With time on my hands, I started focusing on the good-things in life – I finally have the capacity for appreciation. But here’s the problem: if life is a dream, why can’t I have everything I want? Previously, I figured chance wasn’t in my favor, I was lucky to have what little I had. I was fine hiding away from the world, remaining unnoticed. But if this is a simulation, and random-chance doesn’t exist, what’s keeping my wishes from coming true?

Therefore, I’m getting a bit frustrated. Fixing one bug caused another: frustration has become my new hobby. Apparently, I have a tendency to pick dumb ways to occupy my time.
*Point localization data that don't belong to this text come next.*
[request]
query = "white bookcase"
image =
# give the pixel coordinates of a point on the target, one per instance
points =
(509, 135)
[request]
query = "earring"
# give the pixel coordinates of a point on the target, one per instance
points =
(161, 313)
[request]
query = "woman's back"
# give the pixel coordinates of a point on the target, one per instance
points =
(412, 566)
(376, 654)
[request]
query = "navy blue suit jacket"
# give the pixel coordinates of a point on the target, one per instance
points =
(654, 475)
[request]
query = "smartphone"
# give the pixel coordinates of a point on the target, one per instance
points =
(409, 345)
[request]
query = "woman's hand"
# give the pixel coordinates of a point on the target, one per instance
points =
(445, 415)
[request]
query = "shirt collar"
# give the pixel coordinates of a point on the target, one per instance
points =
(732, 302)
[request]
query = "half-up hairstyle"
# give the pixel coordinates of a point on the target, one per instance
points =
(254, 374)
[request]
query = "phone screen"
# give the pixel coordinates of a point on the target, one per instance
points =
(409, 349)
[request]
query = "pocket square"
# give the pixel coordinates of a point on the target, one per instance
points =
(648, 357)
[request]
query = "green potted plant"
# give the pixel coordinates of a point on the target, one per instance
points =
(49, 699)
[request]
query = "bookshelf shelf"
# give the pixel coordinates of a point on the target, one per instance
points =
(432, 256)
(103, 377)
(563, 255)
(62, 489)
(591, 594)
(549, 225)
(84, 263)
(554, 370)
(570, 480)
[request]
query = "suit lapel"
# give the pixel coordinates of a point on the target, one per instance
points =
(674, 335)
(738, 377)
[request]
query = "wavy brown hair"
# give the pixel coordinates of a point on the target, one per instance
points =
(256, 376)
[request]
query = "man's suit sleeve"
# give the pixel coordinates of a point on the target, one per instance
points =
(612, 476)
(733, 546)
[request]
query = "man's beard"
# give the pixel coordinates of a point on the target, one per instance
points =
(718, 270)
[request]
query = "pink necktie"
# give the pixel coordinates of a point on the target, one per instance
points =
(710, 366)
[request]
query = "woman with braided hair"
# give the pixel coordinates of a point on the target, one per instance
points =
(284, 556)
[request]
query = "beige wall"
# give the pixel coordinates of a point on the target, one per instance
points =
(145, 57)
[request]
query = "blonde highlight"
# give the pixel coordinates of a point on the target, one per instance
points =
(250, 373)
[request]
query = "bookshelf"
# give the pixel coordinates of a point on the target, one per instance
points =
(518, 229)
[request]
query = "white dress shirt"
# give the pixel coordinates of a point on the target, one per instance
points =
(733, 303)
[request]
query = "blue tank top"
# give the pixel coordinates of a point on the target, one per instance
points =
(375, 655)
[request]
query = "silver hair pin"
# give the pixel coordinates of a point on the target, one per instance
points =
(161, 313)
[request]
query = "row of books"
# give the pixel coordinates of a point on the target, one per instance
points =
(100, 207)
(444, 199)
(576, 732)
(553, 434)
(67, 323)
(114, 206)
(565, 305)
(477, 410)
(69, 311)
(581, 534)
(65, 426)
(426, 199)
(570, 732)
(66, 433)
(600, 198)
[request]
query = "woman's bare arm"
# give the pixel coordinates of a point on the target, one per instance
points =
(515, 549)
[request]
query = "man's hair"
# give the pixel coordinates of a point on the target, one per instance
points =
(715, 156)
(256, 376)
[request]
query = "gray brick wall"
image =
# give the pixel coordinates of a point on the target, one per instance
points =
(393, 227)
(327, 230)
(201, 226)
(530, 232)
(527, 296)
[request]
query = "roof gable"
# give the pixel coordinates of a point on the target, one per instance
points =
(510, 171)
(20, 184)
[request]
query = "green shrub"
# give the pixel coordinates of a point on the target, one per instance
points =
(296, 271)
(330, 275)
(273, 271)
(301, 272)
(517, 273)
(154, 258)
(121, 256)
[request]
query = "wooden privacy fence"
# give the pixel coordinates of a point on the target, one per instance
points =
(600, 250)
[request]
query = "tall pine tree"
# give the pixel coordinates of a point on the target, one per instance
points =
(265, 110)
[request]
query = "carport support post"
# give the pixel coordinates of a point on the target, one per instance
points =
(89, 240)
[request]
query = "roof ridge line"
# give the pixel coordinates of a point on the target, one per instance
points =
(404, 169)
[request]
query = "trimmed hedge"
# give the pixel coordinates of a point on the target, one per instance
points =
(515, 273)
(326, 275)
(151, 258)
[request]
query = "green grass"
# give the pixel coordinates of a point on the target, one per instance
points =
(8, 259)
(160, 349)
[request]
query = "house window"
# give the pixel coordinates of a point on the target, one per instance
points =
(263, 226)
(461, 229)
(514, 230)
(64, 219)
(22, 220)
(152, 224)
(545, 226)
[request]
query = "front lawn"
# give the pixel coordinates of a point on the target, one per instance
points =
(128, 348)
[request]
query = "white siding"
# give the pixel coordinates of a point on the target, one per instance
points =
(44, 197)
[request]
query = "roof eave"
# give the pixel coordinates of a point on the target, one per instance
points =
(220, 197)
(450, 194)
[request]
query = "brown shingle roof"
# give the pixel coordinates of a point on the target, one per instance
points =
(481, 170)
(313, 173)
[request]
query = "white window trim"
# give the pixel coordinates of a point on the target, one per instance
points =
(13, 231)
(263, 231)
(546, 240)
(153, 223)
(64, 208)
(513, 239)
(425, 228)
So now what? Obviously I have to fix this problem while maintaining the previous fix – I need a comprehensive solution that doesn’t introduce more issues.

One option is to completely renounce the physical world, seeing attainment as an exercise in futility. But this seems wrong. Why exist within a world that offers so much stuff? Purely as an exercise in denial and self-restraint? That seems rude. Hey, here’s this vast and wondrous world to engage with! “Um, no thanks, I’m good – I’ll just sit here facing the corner.”

Another option might be believing in benevolent constraints. Essentially, rules for your own good. “You’ll spoil your supper if you eat dessert first!” Or maybe to keep the narrative more engaging: there’s no story to tell if you already have everything. Or maybe it’s like a Christmas Wishlist: Santa might bring something you asked for, or he might not – be grateful either way.

Although I’ve looked, I’ve yet to find an effective algorithm for attainment. In my experience, success seems haphazard. But in my belief-system, it can’t be chance-based – there has to be some underlying principle. I don’t have to discover the true fundamental nature of reality, I just need a convincing non-contradictory explanation that I can believe in. An adequate answer to the question: how do I get what I want, and why don’t I always get what I want?